However, 2005 has put out great cigars. Who knows, maybe a little age on 05's will turn them into gems.


----------



## The Prince (Apr 9, 2005)

I would go with the SLB.


----------



## Ivory Tower (Nov 18, 2005)

You smoked Cuban cigars? Necessarily you have committed a crime, unless it was part of your torture punishment at Gitmo.


----------



## Wombat (Sep 8, 2005)

Well, it looks like a cab of 05's for me. Thanks for all of the help guys!


----------



## colgate (Jan 18, 2005)

Wombat said:


> Well, it looks like a cab of 05's for me. Thanks for all of the help guys!


You didn't read closely enough. Do you want to smoke em now? Cab of 05's will not make you happy I fear. Go with 04's and let me know where you find em if you do.


----------



## jgros001 (Jun 14, 2005)

colgate said:


> You didn't read closely enough. Do you want to smoke em now? Cab of 05's will not make you happy I fear. Go with 04's and let me know where you find em if you do.

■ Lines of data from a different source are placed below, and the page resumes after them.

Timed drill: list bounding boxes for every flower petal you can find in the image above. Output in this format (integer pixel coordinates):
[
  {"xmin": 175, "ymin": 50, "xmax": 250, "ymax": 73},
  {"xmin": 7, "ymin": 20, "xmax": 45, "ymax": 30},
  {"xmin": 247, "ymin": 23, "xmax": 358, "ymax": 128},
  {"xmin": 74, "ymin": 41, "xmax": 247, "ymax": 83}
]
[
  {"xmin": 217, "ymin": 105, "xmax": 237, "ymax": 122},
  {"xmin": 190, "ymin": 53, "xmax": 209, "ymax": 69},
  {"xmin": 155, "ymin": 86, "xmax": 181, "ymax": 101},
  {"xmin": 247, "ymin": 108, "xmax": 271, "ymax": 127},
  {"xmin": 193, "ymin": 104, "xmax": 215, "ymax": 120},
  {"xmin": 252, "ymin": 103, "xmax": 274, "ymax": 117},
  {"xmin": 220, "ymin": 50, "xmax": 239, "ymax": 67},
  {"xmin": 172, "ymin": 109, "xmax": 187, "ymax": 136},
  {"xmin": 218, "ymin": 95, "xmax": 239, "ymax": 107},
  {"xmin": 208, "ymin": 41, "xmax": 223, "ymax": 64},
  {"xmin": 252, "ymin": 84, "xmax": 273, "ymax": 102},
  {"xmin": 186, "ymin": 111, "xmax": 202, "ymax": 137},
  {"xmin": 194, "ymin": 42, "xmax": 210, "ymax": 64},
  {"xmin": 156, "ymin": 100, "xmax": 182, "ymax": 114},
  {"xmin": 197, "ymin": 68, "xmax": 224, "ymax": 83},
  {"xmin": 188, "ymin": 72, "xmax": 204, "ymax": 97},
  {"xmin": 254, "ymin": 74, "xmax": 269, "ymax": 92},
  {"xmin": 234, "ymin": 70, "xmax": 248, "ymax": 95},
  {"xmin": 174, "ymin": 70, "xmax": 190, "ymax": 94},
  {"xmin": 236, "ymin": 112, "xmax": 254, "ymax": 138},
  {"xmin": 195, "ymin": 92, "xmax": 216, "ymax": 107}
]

He read closely and has been asking for help finding '04s, saw it on another board as well. He cannot find them or doesn't know where to look.


----------



## Wombat (Sep 8, 2005)

> He cannot find them or doesn't know where to look.


That's exactly right! Anybody want to help out with a secret source?


----------



## colgate (Jan 18, 2005)

Wombat said:


> That's exactly right! Anybody want to help out with a secret source?


You are going to have to work at that a bit. Get into a PIF. Do a split with another newb. Sort of establish yourself as not a flash in the pan. That'll take time.

Basically you'll just have to hang around and find your depth. Then you'll get the helpful nudges. But it aint easy. I would help but I don't know where to get 04 stock.


----------



## Wombat (Sep 8, 2005)

> You are going to have to work at that a bit. Get into a PIF. Do a split with another newb. Sort of establish yourself as not a flash in the pan. That'll take time.
> 
> Basically you'll just have to hang around and find your depth. Then you'll get the helpful nudges. But it aint easy. I would help but I don't know where to get 04 stock.


No problem, I'm in for the long haul.


----------



## Wombat (Sep 8, 2005)

Hey All:

One more Bolivar type question. While looking for the aged BBF's, I came across a dress box of Bolivar PC's with a box code of NISC VC3. If I have my decoding ring set corectly, thats 12/97. Is this well enough before the bad quality years of 99-00? What do you say?


----------



## ESP (Jan 1, 2000)

Wombat said:


> Hey All:
> 
> One more Bolivar type question. While looking for the aged BBF's, I came across a dress box of Bolivar PC's with a box code of NISC VC3. If I have my decoding ring set corectly, thats 12/97. Is this well enough before the bad quality years of 99-00? What do you say?


Buy them all!


----------



## croatan (Mar 23, 2005)

ESP said:


> Buy them all!


And without hesitation.


----------



## pinoyman (Jan 28, 2005)

Wombat said:


> Hey All:
> 
> One more Bolivar type question. While looking for the aged BBF's, I came across a dress box of Bolivar PC's with a box code of NISC VC3. If I have my decoding ring set corectly, thats 12/97. Is this well enough before the bad quality years of 99-00? What do you say?


If it's legit, buy them!


----------



## Wombat (Sep 8, 2005)

Done, they should ship Monday. I'll let you know....


----------



## ilikecigars (Mar 24, 2003)

i had always thought it common knowledge that the slb was better...maybe im wrong ?


----------